Hong Kong contiene el aliento

A menudo se ha tachado a los residentes de Hong Kong como "apolíticos". Pero hoy en día esa descripción no parece la más apropiada. Desde que salieron a las calles en masa para el aniversario de la transferencia a China en 2003, cientos de miles de ciudadanos de Hong Kong se han manifestado pacíficamente en varias ocasiones en protesta por las decisiones del gobierno y para exigir reformas políticas.

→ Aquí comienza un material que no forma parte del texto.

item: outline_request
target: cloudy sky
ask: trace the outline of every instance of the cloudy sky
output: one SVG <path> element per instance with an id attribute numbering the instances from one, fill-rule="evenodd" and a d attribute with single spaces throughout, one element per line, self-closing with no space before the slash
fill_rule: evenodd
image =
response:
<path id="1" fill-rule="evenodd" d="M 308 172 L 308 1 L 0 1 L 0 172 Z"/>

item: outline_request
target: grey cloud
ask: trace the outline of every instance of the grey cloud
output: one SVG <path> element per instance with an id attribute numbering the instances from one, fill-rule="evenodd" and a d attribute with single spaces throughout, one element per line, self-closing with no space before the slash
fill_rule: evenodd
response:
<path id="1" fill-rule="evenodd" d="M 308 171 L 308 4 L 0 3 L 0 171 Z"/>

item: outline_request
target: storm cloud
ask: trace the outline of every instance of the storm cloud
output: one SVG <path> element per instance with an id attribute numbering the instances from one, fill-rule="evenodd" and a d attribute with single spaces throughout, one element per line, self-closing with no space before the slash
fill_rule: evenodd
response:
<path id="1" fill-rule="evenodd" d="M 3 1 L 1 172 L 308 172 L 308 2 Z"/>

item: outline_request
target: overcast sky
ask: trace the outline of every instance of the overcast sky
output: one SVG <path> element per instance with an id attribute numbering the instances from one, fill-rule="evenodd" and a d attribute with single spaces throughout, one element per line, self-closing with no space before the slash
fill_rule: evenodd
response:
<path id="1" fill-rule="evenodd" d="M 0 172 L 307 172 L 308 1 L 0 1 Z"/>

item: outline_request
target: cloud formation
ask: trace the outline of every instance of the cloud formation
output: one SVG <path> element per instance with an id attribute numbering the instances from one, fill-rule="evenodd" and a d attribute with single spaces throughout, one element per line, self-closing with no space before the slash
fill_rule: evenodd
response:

Pero el gobierno chino se aferra a la creencia de que el pueblo de Hong Kong no está listo para la democracia. En abril de 2004, los legisladores de China rechazaron el sufragio universal para la elección de 2007 en que Hong Kong elegirá a su ejecutivo en jefe, así como para los comicios para elegir el Consejo Legislativo, que se realizarán el 2008. Sabían que bajo la constitución especial de la ciudad, la Ley Básica, estas elecciones podrían ser las primeras oportunidades de que el territorio eligiera a sus representantes de acuerdo al principio de "una persona, un voto". Pero expresaron su preocupación de que una reforma de gran envergadura pudiera socavar la estabilidad política y el desarrollo económico.

Actualmente todos los ojos en China se han vuelto hacia la próxima elección legislativa del 12 de septiembre en Hong Kong, que indicará al gobierno de Hong Kong y a los líderes de China lo que el pueblo piensa acerca del ritmo y la dirección de la reforma. Se espera una alta concurrencia a las urnas en favor de candidatos pro-democracia, aunque, debido a la inusual estructura política de Hong Kong, esto no les garantizará una mayoría en la legislatura. Para la elección de este mes, los 3,2 millones de votantes registrados de Hong Kong pueden elegir sólo 30 de las 60 bancas.